Google is having an explanation: “This ad is based on emails from your mailbox. Visit Google’s Ads Preferences Manager to learn more, block specific advertisers, or opt out of personalized ads.” And if you dig more you can see that your emails are scanned in order to get the most relevant ads:
How ads are personalized on Gmail
In Gmail, most of the ads we show appear next to an open email message and are related to the contents of the current email conversation or thread. These ads appear on Gmail regardless of your preferences or settings. In your inbox, you might also see ads that match the contents of one of the emails in your inbox.

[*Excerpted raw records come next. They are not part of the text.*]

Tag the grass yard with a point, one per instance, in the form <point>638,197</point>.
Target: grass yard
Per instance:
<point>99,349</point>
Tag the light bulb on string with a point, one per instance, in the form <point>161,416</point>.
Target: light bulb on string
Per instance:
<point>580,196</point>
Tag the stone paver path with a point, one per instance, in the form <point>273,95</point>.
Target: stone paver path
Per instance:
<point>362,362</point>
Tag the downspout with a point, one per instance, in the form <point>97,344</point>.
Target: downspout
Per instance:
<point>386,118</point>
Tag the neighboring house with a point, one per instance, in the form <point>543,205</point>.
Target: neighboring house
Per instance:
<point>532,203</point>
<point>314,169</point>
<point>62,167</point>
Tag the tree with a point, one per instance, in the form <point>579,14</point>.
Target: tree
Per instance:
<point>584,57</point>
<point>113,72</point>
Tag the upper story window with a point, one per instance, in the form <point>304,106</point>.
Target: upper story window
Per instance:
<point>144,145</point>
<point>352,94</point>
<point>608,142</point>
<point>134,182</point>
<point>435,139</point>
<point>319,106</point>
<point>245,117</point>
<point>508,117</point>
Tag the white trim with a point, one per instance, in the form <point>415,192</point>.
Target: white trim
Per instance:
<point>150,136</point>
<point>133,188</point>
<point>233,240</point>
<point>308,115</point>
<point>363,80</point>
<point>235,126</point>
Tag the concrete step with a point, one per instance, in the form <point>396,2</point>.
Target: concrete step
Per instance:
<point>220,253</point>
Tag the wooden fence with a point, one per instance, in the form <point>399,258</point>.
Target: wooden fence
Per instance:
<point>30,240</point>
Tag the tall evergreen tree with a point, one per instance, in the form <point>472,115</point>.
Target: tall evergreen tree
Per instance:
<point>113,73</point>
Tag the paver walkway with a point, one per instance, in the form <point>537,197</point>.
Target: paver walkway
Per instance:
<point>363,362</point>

When we personalize ads, we display ads based on the contents of all your emails. For example, if you’ve recently received lots of messages about photography or cameras, we might show you a deal from a local camera store. In your inbox, we might also show you ads related to information from different emails in your inbox
Even if this is not done by humans and even if Google assures the users that their privacy is respected, the concern is still there. And Microsoft is taking advantage of this, trying to promote their Hotmail and Office 365 services in a blog article posted recently on their official blog (full article can be found here) and criticizing Google for scanning your emails:
Some email services, like Gmail, actually read the contents of your mail (both sent and received, even if you aren’t a Gmail user but just sending to someone who is) in order to decide what kind of ads to serve up to you. They may call it “scanning” and attempt to equate it with less invasive activities like “checking for spam” but it’s quite different. For you, and the people you send mail to, it’s not spam, it’s personal.
Does this sounds scary? Here is some more stuff to think about: answering the question on Quora: “How many Google employees can access Gmail data?” Christopher Cuong Nguyen, former responsible for Google Apps operations at Google Gmail says:
A small number of Gmail-related engineers have access to the servers as a matter of necessity to do their jobs; a very small number of people actually access the contents as a matter of necessity to do their jobs, and even then, almost always only the associated metadata. The rest have to file a request and justify any access they ever need, which is extremely rare. All have to sign paperwork re users’ privacy at the risk of dismissal & legal action, knowing that whatever they do is discoverable. And ultimately, an internal culture of respecting users’ privacy helps keep one another in check.
So the risk is never zero, but minimized by the factors above.